Niektóre dzianiny potrzebują czasu..
Tak było w przypadku tego szala.. Był to mój wakacyjny projekt, który zabrałam ze sobą na wulkaniczny wypoczynek, i bardzo dobrze mi szło dzierganie go, jak dobrze pamiętam, w słońcem i solą morską skąpanej wietrznej krainie.
Tuż po powrocie byłam juz bliska jego końca, właściwie jedynie częściowe zamknięcie oczek dzieliło mnie od noszenia.. ale straciłam z jakiegoś powodu do niego serce. Odłożyłam, schowałam, nawet przy jakiejś okazji odnajdując go, pozbawiłam go, trzymajacej w ryzach jeszcze niezamknięte oczka, żyłki...
I niespełna 2 tygodnie temu przypomniałam sobie o nim! Planuję niebawem krótki wypad do PL, w czasie którego czekają mnie dość eleganckie atrakcje, w związku z tym poczułam nagle przypływ potrzeby posiadania nie tyle luksusowego szala, bo ten takim z pewnością jest, ale przede wszystkim eleganckiego! I mam...
Oto my, ja i mój Expressive według projektu Joji Locatelli :
Włóczka to zalecane do tego projektu malabrigowe włókno - silkpaca.

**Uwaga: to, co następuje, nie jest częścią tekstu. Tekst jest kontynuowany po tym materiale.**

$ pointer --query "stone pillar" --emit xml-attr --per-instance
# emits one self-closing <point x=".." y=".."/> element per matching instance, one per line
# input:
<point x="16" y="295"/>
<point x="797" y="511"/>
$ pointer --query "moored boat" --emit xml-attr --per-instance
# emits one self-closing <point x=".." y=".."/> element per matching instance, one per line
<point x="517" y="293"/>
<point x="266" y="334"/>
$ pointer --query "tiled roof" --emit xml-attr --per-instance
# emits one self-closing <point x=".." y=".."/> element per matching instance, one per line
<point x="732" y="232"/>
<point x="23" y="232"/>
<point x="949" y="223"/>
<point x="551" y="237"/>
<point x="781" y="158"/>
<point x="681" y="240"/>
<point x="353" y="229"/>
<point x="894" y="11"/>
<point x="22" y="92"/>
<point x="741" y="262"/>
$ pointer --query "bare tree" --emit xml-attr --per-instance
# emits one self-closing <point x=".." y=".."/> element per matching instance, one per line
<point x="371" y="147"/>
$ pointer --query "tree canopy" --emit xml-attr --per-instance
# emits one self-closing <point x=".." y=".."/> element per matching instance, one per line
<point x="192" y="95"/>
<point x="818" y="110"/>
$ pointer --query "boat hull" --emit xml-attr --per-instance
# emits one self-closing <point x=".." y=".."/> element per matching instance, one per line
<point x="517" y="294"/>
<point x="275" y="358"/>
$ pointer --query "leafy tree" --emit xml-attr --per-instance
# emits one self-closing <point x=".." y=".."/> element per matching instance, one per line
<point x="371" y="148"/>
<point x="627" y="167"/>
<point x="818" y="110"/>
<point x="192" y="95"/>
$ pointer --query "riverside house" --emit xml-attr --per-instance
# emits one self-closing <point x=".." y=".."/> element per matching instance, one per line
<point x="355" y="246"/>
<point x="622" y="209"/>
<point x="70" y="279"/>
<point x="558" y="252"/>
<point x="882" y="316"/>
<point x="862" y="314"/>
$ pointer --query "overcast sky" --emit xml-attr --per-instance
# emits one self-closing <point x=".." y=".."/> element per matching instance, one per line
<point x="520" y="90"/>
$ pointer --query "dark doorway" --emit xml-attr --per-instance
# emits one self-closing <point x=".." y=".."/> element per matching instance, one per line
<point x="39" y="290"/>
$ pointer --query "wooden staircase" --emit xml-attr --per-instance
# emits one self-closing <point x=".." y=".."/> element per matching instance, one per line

Fascynuje mnie czystość i elegancja wykorzystanej konstrukcji i splotów w tej dzianinie. Nie jest to jednak projekt dla każdego, przekręcone oczka mocno mnie spowolniły podczas dziergania, ponieważ pracując w rzędach moje oczka musiałam dodatkowo przekręcać, lub zmusić się do dziergania "poprawnego", ale warto było, przyznaję.. urzeczona jestem lekkością i gracją tej nitki i pewnie jeszcze niebawem coś z niej zmaluję.. też w kolorze - bo.. a właściwie to dlaczego nie?